Suich informs us of the electrifying effect on thinking in Canberra of Chinese sanctions on South Korea (Republic of Korea/ROK) in 2017. Let’s look at the facts. In 2017, in the early shouting and weapon-shaking phase of Trump’s dealings with North Korea, there was domestic political upheaval in South Korea with the ousting of a conservative president on grounds of corruption by popular referendum. Then there was the election on 10 May of a new and current president, Moon Jae-in, on the back of mass demonstrations calling for reform.

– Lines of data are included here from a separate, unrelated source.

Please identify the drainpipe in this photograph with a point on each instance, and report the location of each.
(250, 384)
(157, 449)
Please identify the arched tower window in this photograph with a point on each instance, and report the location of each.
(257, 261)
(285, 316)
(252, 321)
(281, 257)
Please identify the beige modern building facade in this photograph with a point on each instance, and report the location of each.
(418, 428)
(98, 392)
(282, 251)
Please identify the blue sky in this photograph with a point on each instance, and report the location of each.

In the run-up to that election, the US secured agreement of an interim caretaker (still conservative) government to the installation in South Korea of THAAD missile systems, notionally for defence against the north but actually not very good at short range work while possessed of advance capacities for radar cover of China. That action precipitated China’s sanctions. It is noteworthy that the sanctions came to an end with sensible management of the China relationship by President Moon. The relationship resumed and continues to grow apace politically and economically, though impeded by US sanctions on trading with China. South Korea is actually a sensible model or study for us. Though scarcely known here, South Korea has a GDP approximately the same as Australia’s, leads the world in the production of memory chips and is second only to Taiwan in the production of microprocessors.

The ROK finds its way diplomatically as well as geographically between China and Japan, North Korea, the US and Russia. (It will be interesting to see the outcome of the Biden-Moon summit in Washington on Friday 21 May—as an indicator of the ability of a progressive government in an allied country to achieve support for its regional role rather than the American tendency to go over their heads, not just on policy towards North Korea but also perhaps with preference to manoeuvre to enhance the prospects of Moon’s replacement with a conservative president in 2022—presidents serve one five year term only.)

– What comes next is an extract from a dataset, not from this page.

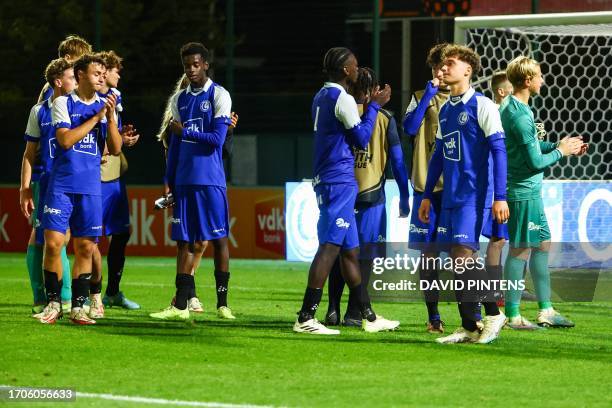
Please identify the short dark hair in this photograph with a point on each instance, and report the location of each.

Suich writes of what the Morrison government has done:

“The costs are:

  • We have no option, if Washington or Beijing risks war, other than to be deeply involved in the conflict;
  • There is no hedge, if domestic circumstances in the United States force a compromise or even a Nixon-like U-turn and American power in East Asia declines;
  • The policy flexibility of Singapore, Japan and New Zealand, who retain dialogue with China, is foregone;
  • We confront a costly deep freeze in relations with China that could, come an inevitable commodity price downturn, send our economy reeling;
  • We have cast a deep shadow over the lives of the Chinese-Australian community.

How unnecessary was this?”

It was not necessary at all, of course, other than to feed simplistic chauvinist fascistic desires to grab the vote for as long as possible and damn opposition.

The bigger question is how to find a new direction? How do we shift public thinking? It won’t work, won’t persuade just to say “junk the alliance” as is said from time to time in this blog. It won’t sell politically because we are immersed in American culture. Look at what is popular on TV, where programs are sourced. Inspect the magazines that no longer litter waiting rooms. See what’s currently popular on Netflix. Concentrate on the feasible and be conscious that those to be convinced are not reading here. There’s little time.